Como escreveu Pynchon: "If they can get you asking the wrong questions, they don't have to worry about answers."
http://novaordemglobal.blogspot.com/2011/12/o-fmi-estuprando-o-mundo-uma-nacao.html
Não há alternativas macroeconómicas nacionais. Em termos de um só país apenas o despojamento e a solidariedade podem funcionar.
A única alternativa macroeconómica é mundial e passa por regras mundiais ficasi e sociais unifomes. De outro modo, o capital, qual raposa voraz, passa pelos buracos do galinheiro e come as galinhas que estiverem mais a jeito.

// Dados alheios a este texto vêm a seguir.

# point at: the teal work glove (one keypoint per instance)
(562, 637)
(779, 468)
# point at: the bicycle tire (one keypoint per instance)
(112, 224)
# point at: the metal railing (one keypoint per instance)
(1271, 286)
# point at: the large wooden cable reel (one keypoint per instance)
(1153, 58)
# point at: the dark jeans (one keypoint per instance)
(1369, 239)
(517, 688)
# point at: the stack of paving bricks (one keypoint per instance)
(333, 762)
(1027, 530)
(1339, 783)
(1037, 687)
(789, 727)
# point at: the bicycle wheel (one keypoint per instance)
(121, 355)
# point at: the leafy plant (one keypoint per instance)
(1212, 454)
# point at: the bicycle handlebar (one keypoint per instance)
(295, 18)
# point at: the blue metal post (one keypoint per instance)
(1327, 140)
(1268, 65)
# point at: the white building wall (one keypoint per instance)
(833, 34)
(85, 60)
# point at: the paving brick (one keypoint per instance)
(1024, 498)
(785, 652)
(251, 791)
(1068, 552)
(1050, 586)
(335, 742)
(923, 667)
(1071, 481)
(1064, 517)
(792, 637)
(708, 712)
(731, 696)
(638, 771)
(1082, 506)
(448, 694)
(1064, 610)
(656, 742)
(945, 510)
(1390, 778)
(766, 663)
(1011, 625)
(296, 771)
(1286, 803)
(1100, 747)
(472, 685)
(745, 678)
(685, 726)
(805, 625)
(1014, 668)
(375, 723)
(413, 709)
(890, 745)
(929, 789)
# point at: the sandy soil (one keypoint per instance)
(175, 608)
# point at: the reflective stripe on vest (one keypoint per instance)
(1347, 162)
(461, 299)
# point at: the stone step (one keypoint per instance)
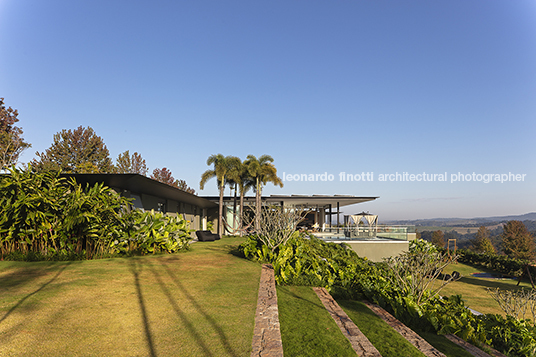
(267, 333)
(360, 343)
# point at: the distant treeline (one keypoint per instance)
(465, 241)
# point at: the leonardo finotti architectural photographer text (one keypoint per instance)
(406, 177)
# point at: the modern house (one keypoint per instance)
(361, 231)
(149, 194)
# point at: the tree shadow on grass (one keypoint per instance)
(287, 291)
(489, 283)
(21, 301)
(221, 334)
(136, 268)
(173, 302)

Discutir soluções ao nível de Portugal ou mesmo da União Europeia é condenar estas economias à história da URSS (esta apenas caiu porque os seus sistemas sociais eram incompatíveis com o tipo de gestão económica que aí existia). Mesmo que a realidade econóimica da URSS e da Europa (e dos EUA) pareçam muito diferentes, elas têm algo em comum: salários médios e protecções sociais/regimes fiscais médios superiores às do resto do mundo.
Apenas com um verdadeiro Estado Social Mundial é possível ultrapassar esta situação em que os ricos do mundo são cada vez mais ricos à custa do empobrecimento da classe média e dos pobres de todo o mundo mas sobretudo dos países desenvolvidos.
Bom Ano!...
e bom trabalho.
Muito do que se passou decorre da inimputabilidade dos banqueiros protegidos pelo "moral hazard".
Tirem-lhe essa rede e terão o problema do sistema financeiro resolvido.
Não é fácil, pois não.
Mas é mais difícil se se continuar a atirar para alvos errados.